Courtesy: Marvel Studios


'Avengers: Infinity War' Delivers Its Heroes in a Whole New Light

It’s taken 18 Marvel Cinematic Universe movies to finally get its globe-hopping do-gooders to a place where things really matter. It’s not that the big, busy, blustery Avengers: Infinity War is the best movie of the series, but—feeling rushed, jam-packed with over 20 major characters, and weighing in at a hefty 2 and a half hours long—it’s certainly the darkest, weirdest and most consequential. Despite consistently delivering big laughs, the film’s struggles this time seem like matters of life and death.

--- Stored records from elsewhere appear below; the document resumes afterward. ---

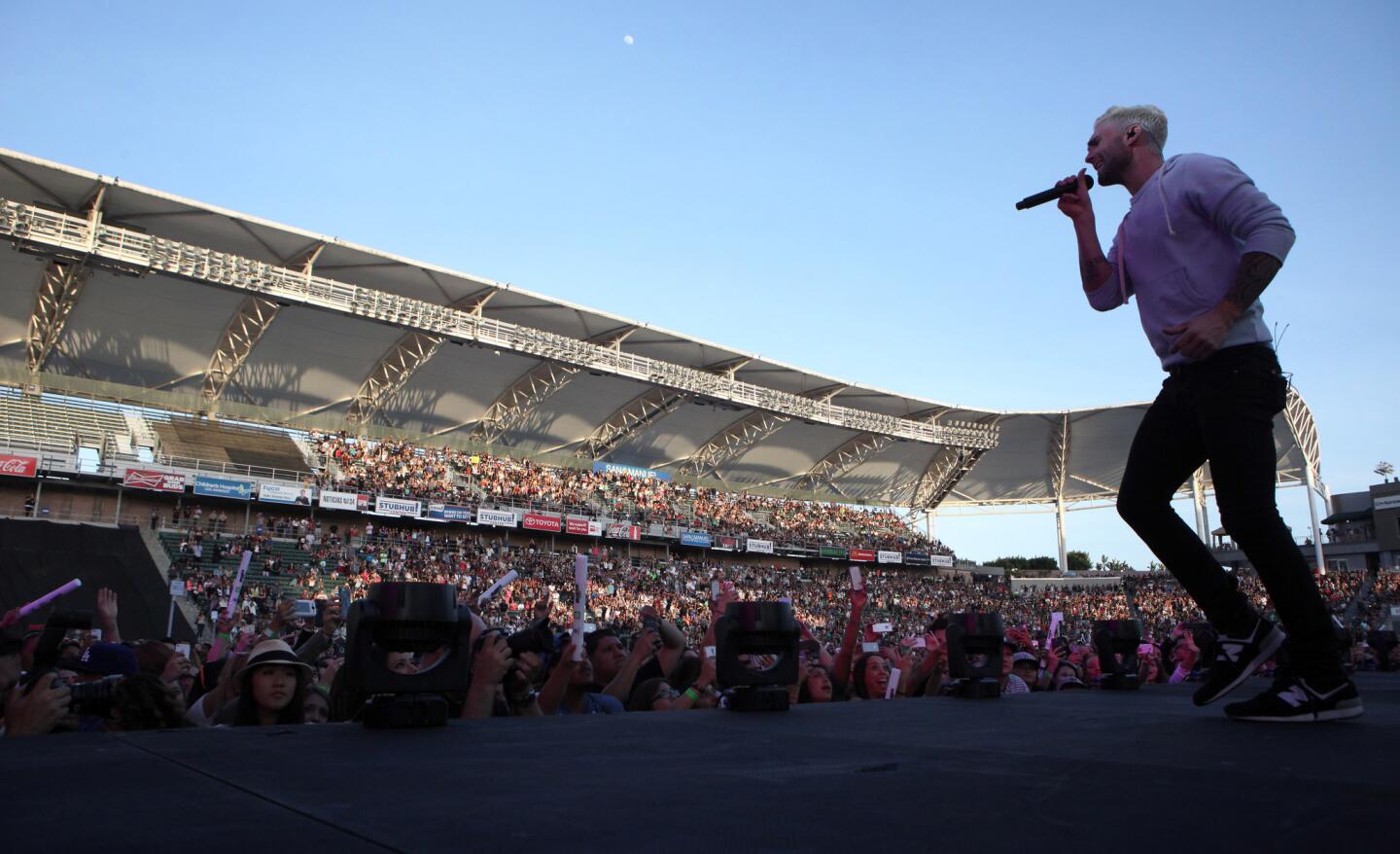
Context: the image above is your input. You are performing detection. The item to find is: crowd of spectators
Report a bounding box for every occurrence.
[311,433,952,554]
[0,498,1400,735]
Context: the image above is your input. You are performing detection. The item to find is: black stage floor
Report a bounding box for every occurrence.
[0,673,1400,854]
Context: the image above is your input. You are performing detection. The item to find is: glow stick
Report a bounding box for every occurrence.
[228,552,254,615]
[885,668,898,700]
[476,570,519,608]
[19,578,83,618]
[573,554,588,660]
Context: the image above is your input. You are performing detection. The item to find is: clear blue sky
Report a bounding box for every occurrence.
[0,0,1400,567]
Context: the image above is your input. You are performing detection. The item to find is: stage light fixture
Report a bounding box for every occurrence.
[946,612,1005,700]
[714,602,799,711]
[1094,621,1142,691]
[343,581,472,729]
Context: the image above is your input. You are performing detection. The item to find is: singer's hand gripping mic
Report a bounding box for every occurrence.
[1016,173,1094,210]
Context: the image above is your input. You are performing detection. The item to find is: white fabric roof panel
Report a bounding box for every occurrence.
[0,150,1321,503]
[224,305,402,411]
[372,338,537,433]
[58,270,242,386]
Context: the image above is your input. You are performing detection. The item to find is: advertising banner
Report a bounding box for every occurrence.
[258,483,311,506]
[429,503,473,525]
[0,453,39,478]
[373,496,423,516]
[594,462,671,480]
[122,469,185,493]
[194,475,258,501]
[316,490,369,513]
[521,513,564,533]
[681,531,710,549]
[476,507,515,528]
[608,522,642,539]
[564,516,604,536]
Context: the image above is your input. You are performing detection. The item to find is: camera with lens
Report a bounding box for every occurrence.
[53,673,126,718]
[506,618,554,656]
[21,611,124,718]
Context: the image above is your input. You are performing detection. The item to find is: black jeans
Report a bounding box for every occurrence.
[1119,344,1342,676]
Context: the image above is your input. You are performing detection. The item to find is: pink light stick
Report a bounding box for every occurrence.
[19,578,83,618]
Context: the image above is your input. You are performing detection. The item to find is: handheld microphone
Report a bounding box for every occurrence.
[1016,172,1094,210]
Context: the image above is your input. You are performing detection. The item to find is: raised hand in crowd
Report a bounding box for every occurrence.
[96,587,122,644]
[462,631,512,718]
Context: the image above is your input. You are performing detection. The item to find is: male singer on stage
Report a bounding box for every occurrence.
[1060,106,1362,721]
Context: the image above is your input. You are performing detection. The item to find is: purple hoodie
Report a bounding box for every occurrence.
[1088,154,1294,369]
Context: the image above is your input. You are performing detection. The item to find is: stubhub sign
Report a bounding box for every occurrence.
[476,507,515,528]
[373,496,423,516]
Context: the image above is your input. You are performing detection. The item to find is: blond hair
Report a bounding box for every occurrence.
[1094,104,1167,154]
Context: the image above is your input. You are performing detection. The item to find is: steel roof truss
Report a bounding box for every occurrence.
[0,198,998,448]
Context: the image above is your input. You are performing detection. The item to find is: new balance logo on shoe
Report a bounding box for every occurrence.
[1219,638,1244,663]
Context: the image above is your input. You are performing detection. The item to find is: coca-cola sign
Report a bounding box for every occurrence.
[0,453,39,478]
[122,469,185,493]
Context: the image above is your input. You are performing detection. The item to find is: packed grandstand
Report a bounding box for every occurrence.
[0,151,1400,733]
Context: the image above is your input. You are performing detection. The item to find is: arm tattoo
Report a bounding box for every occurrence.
[1225,252,1283,311]
[1079,254,1111,290]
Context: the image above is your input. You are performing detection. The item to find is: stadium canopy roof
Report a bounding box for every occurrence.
[0,149,1320,507]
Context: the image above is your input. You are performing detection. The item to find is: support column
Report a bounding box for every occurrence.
[1054,498,1069,573]
[1304,465,1327,570]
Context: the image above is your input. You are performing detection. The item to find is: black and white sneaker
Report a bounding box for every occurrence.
[1225,673,1362,723]
[1191,618,1286,705]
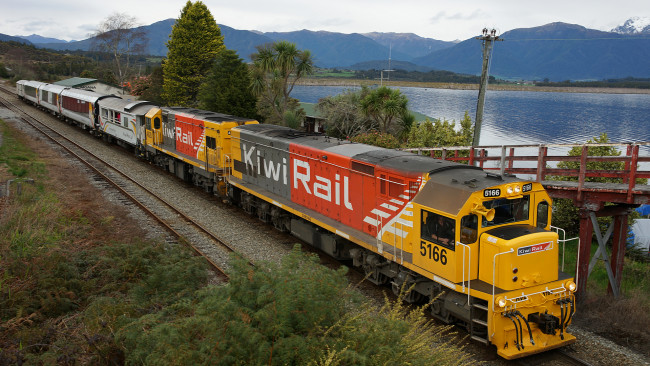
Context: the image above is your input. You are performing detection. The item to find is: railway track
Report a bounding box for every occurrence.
[515,349,591,366]
[0,86,253,281]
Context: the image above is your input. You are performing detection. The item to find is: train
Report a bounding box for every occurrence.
[16,80,576,359]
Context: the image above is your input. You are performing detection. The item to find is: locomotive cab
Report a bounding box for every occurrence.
[413,169,575,359]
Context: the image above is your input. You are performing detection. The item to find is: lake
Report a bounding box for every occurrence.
[291,85,650,145]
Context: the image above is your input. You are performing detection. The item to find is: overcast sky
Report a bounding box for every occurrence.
[0,0,650,41]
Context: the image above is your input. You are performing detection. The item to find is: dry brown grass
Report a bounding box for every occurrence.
[574,290,650,357]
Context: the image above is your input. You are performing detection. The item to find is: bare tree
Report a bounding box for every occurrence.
[93,13,149,86]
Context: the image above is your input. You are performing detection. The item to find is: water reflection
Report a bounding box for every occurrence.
[292,86,650,145]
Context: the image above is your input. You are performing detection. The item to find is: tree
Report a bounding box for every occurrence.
[406,111,473,147]
[361,86,408,133]
[316,86,376,139]
[199,49,257,118]
[131,66,165,105]
[92,13,149,90]
[162,1,225,107]
[251,41,314,124]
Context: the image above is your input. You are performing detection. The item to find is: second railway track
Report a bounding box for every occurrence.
[0,85,252,280]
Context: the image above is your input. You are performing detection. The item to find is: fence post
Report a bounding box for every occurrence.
[537,145,548,182]
[469,146,474,166]
[577,145,589,201]
[627,145,639,203]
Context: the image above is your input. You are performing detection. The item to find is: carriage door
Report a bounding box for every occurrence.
[205,128,219,172]
[145,108,163,145]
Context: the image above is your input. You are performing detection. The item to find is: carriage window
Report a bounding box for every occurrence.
[460,214,478,244]
[388,177,405,198]
[537,201,548,229]
[420,210,456,250]
[205,136,217,149]
[482,196,530,227]
[379,174,386,194]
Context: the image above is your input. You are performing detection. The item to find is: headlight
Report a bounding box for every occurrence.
[564,281,576,292]
[494,297,506,308]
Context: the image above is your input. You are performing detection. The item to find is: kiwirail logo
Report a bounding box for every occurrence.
[517,241,553,255]
[242,144,354,211]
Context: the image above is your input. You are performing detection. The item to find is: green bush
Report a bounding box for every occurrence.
[350,132,400,149]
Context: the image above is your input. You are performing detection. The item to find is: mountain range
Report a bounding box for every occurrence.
[0,18,650,81]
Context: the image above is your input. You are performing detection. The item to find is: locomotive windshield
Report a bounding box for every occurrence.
[482,195,530,227]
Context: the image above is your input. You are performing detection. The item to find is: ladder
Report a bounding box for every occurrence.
[469,297,490,345]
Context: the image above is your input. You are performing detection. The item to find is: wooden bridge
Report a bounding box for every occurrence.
[404,142,650,297]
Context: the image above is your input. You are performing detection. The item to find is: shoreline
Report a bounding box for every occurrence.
[296,78,650,94]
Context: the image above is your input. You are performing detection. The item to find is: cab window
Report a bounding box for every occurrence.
[420,210,456,250]
[537,201,549,229]
[460,214,478,244]
[482,196,530,227]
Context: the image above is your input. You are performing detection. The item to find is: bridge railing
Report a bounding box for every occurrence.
[402,142,650,189]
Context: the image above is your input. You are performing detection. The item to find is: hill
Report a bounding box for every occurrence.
[264,30,413,67]
[8,19,650,81]
[363,32,457,58]
[413,23,650,81]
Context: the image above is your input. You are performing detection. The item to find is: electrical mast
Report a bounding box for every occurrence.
[472,28,503,146]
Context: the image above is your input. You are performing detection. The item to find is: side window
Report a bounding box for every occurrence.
[420,210,456,250]
[205,136,217,149]
[460,214,478,244]
[388,177,405,198]
[537,201,548,228]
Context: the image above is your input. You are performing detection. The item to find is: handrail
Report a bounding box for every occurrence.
[492,248,515,304]
[456,242,472,304]
[401,141,650,206]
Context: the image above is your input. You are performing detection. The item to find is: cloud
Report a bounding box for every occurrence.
[429,9,487,24]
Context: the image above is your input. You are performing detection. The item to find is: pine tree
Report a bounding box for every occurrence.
[163,1,225,107]
[199,49,257,118]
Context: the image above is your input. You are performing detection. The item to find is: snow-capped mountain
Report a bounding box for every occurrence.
[611,17,650,34]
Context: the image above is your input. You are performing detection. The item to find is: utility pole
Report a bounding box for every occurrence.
[472,28,503,146]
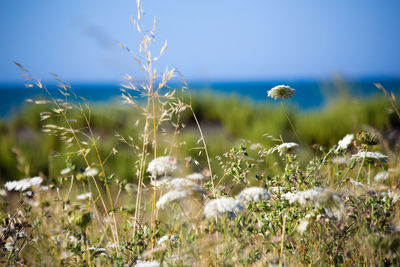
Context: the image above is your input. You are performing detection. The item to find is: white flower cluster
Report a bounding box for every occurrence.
[237,187,270,205]
[351,151,388,163]
[153,178,205,209]
[282,187,344,219]
[204,187,270,219]
[336,134,354,152]
[204,197,243,219]
[157,235,179,246]
[268,85,296,100]
[150,177,204,192]
[147,156,181,177]
[4,176,43,192]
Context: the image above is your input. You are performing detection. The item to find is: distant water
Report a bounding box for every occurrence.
[0,79,400,117]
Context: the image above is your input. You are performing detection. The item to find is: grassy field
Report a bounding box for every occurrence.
[0,1,400,267]
[0,86,400,266]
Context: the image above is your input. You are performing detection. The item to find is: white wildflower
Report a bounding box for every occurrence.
[83,167,99,177]
[30,176,43,186]
[336,134,354,152]
[156,190,192,209]
[76,192,92,200]
[268,85,296,100]
[296,219,310,235]
[250,143,263,150]
[135,260,161,267]
[147,156,181,177]
[151,178,204,192]
[237,187,270,205]
[60,168,72,175]
[273,142,299,156]
[331,157,349,165]
[4,176,43,192]
[374,171,389,182]
[349,178,368,187]
[351,151,388,163]
[204,197,243,218]
[186,172,205,180]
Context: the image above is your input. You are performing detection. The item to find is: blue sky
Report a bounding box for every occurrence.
[0,0,400,82]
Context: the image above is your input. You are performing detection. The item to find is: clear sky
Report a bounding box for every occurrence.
[0,0,400,82]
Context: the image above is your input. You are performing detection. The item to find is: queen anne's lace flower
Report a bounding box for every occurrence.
[268,85,296,100]
[4,176,43,192]
[237,187,270,205]
[336,134,354,151]
[296,219,310,235]
[147,156,181,177]
[204,197,243,218]
[60,168,72,175]
[351,151,388,163]
[156,190,193,209]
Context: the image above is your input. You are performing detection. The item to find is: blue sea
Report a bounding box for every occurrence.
[0,79,400,118]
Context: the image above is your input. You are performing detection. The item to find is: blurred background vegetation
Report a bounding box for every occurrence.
[0,90,400,182]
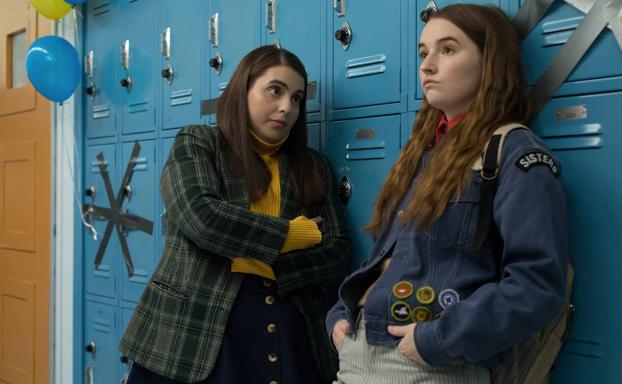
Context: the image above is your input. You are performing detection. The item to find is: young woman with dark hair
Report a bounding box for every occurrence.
[327,4,568,384]
[121,46,350,384]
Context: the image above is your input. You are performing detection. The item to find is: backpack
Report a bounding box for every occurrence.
[472,124,574,384]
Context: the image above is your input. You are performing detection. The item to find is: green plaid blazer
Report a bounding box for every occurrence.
[120,125,350,382]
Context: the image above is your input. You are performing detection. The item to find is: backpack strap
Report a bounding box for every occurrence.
[472,123,529,254]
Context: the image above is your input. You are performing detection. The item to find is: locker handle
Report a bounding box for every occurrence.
[160,27,171,60]
[162,64,174,85]
[333,0,346,17]
[121,75,132,93]
[209,52,223,75]
[84,340,95,356]
[84,84,97,100]
[335,20,353,51]
[336,176,352,205]
[123,184,132,203]
[84,50,95,79]
[207,12,218,48]
[84,185,95,204]
[121,40,130,71]
[419,1,438,23]
[266,0,276,33]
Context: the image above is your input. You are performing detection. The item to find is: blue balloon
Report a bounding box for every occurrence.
[26,36,80,102]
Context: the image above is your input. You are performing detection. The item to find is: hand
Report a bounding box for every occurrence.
[331,319,350,349]
[309,216,324,225]
[387,324,428,365]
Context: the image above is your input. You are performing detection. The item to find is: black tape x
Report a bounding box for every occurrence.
[83,142,153,276]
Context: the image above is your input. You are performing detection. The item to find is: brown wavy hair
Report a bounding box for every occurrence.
[216,45,324,208]
[365,4,530,236]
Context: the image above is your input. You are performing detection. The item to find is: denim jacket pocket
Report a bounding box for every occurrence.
[427,175,481,247]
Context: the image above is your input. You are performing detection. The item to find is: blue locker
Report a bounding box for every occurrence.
[206,0,260,123]
[82,144,119,299]
[532,92,622,384]
[521,0,622,95]
[154,137,175,264]
[262,0,325,112]
[116,307,134,384]
[159,0,207,129]
[117,140,158,302]
[328,0,407,109]
[307,123,324,151]
[408,0,507,102]
[119,0,159,134]
[325,115,402,266]
[84,0,119,139]
[82,301,119,383]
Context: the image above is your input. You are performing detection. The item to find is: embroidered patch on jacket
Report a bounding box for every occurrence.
[516,151,559,177]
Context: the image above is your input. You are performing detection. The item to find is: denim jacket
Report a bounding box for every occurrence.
[326,129,568,368]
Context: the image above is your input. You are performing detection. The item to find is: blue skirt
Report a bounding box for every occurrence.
[127,275,323,384]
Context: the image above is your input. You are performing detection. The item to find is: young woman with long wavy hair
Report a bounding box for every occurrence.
[121,46,350,384]
[327,4,568,384]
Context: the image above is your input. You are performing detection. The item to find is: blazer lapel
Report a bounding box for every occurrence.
[279,153,298,220]
[218,148,250,208]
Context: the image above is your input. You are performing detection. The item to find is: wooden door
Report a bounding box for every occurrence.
[0,0,52,384]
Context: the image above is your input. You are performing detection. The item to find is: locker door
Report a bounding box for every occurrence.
[160,137,175,260]
[408,0,502,100]
[159,0,207,129]
[84,0,119,139]
[119,0,159,134]
[82,144,118,298]
[326,115,401,266]
[117,307,134,384]
[329,0,405,109]
[117,141,158,302]
[533,92,622,384]
[83,301,119,383]
[207,0,260,123]
[263,0,325,112]
[521,0,622,87]
[307,123,323,151]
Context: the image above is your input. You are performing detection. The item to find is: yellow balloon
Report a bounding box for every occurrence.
[30,0,71,20]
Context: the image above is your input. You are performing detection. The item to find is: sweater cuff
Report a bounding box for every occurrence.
[414,321,455,367]
[281,216,322,253]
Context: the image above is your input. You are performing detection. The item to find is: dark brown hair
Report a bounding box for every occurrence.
[366,4,530,235]
[216,45,324,207]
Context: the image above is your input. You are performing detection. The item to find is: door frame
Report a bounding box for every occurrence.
[50,7,84,384]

End of the world stuff, in fact. And that’s all down to the screen time grabbed by the Avengers’ long-awaited showdown with Thanos, who turns out to be easily the most complicated, relatable, beautifully depicted and acted cosmic villain of the series. Wonderfully voiced and performed by Josh Brolin, the massive CGI motion-capture, purple-hued baddie (who looks more than a little Ron Perlman, but whose gestures, tics and nuances are pure Brolin) is hell-bent on finally possessing the five remaining, much-mentioned Infinity Stones. You know what those are, right? They’re the six pastel-colored gems embodying power, space, time, mind, soul and reality that Avengers movies have yammered on about for the past decade since Iron Man.

Well, Thanos wants them badly enough to exact massive and unprecedented interplanetary destruction, enough to slice in half the overpopulated, undernourished universe’s population. Or, hell, just end the universe completely. Or both. We’re not sure which, and probably won’t be until the next Avengers hits theaters next year.

Whatever the outcome, holding all six stones will bring Thanos the ultimate power he seeks. In Infinity War, his pursuit brings him in direct and deeply sad conflict with his foundling Gamora (Zoe Saldana), whom he adores. Creepily. All through the movie, Thanos’ terrifying mission and rampage mean a jaw-dropping body count of beloved and semi-beloved characters that may freak the hell out of fanboys and fangirls. It also leaves the film ending on a spectacularly poetic, grim, funereal note.
MCU characters have never before seemed so appealing or charismatic, let alone so surprisingly vulnerable.
Though at times lumbering and overlong, the movie, directed by Anthony and Joe Russo (who also did Captain America: Winter Soldier and Captain America: Civil War) from a nimble, multi-tiered, multi-level screenplay credited to Christopher Markus and Stephen McFeely, mostly keep things pacey. The action jumps back and forth from the lovably moronic Guardians of the Galaxy crew, to the magisterial Wakanda of Black Panther, and even to Scotland, where Vision and Wanda (Paul Bettany and Elizabeth Olsen, both excellent) have gone into hiding. And when the plot mechanics bring together all the Avengers, it’s a thing of beauty.

Despite way too many tiresome, chaotic action sequences in which rubbery-looking superheroes get shoved, slammed and thrown around, some of cinema’s most wily actors overcome and sparkle throughout—Robert Downey Jr., Benedict Cumberbatch, Mark Ruffalo and Tom Holland, especially. In fact, MCU characters have never before seemed so appealing or charismatic, let alone so surprisingly vulnerable.

That’s just one of the things that makes their on-screen deaths so powerful and moving—and so likely to be magically reversed in the next Avengers movie. In the meantime, Avengers: Infinity War, though rushed and confusing, is still entertaining, powerful and surprisingly—well—surprising in where it's ready and willing to take audiences.

Avengers: Infinity War

The movie feels consequential and delivers emotional heft, not to mention laughs galore.
It's not short—but it does have "infinity" in the title, so you can't say it didn't warn you.